To get to the root of the problem, we have to look at how normals are averaged, and thus, how the actual rays that are doing the "baking" are cast, and in what direction.
I whipped up a quick test scene here, to show a couple different types of "waviness".
First off, the highpoly, notice that the right two meshes are the same, and the left 6 are also the same, the big difference being a slope instead of a hard 90 degree angle at the ridges.
Now, we'll take a look at the lowpoly meshes. From the averaged vertex normals here we can see the beginnings of our problems, the vertex normals here are far from flat, so any and all differences between the high and the low will become exaggerated. You should be able to learn to spot potential ray trace problems, "waviness" or "skewed details" simply by looking at the lowpoly mesh normals.
And the resulting bake;
Quickly we see that even a gentle slope with our ridged details produces a much different affect, and much more acceptable waviness. A1 and B1 are really worst case examples, and you should design and model to avoid these sort of shapes, unless you have the geometry budget to accurately match the shape of the high.
A3 shows how we can account for "skewing" type details, by adding control loops on either side of the shape, B4 shows what happens when we do not do this.
B1-B4 basically show that we simply do not have enough geometry, and unless this object was going to be seen very small on screen, it simply looks terrible. No amount of tweaks or repainting or cage hacks will fix these meshes, they are hopeless. At least from the side view, from 3/4s view, the waviness actually helps to make certain areas more presentable.
As we break down what the mesh normals are doing, and as a result, the direction the rays are "looking" when we bake the mesh, we see the problem. Along these hard angles the rays are being cast out at a 45 degree angle from the surface.
Now when we look at the difference between the high and the low, the problem becomes very obvious. The greater the difference in curvature, the more problems you're going to have.
Now, the other common problem, skewed detail; is really the exact same problem, just with a different type of geometry.
Here we see that adding these supporting loops flattens out the mesh normals along the cylinder, resulting in a nice, even bake. Without the loops, the normals are averaged along the length of the mesh, and the projection is variable, resulting in "skewed" details along the length.
So, the next time you go looking for a "software fix" or a "workaround" to these problems, first stop and think: Is my geometry to blame? Am I able to simply match the low to the high more accurately? Can I simplify the design to work in a more reliable manner?
Because every software hack that we do, cage tweak, every time we paint the "errors" out in photoshop, every time we do a bunch of different bakes and combine them, we must remember that:
A. The work must be redone every time we change the mesh.
B. The work must be redone every time your boss requests you to change the mesh.
C. The work must be redone by some other poor slob, when you're unable to do it and they're forced to, requiring them to entirely debug/rework your model back to an acceptable state, or attempt to preform the same magic voodoo dance you had to perform to get a good bake. - This one here is key, you owe it to your fellow man to properly understand this stuff.

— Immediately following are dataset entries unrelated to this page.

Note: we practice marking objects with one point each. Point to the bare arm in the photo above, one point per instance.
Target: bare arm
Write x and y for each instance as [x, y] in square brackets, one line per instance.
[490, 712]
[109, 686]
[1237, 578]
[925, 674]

Oh, and another thing. Even if your lowpoly's normals look like A, your Cage/Projection mesh normals look like B. That is unless of course your bake is set up poorly(either using "offset" in max, match using "surface normals" in maya, or using the ray distance in XN instead of a proper, welded cage). If your cage is not averaged, you will get seams on all of your hard edges, as the normals will be facing perpendictular along those edges, and cause gaps in the projection.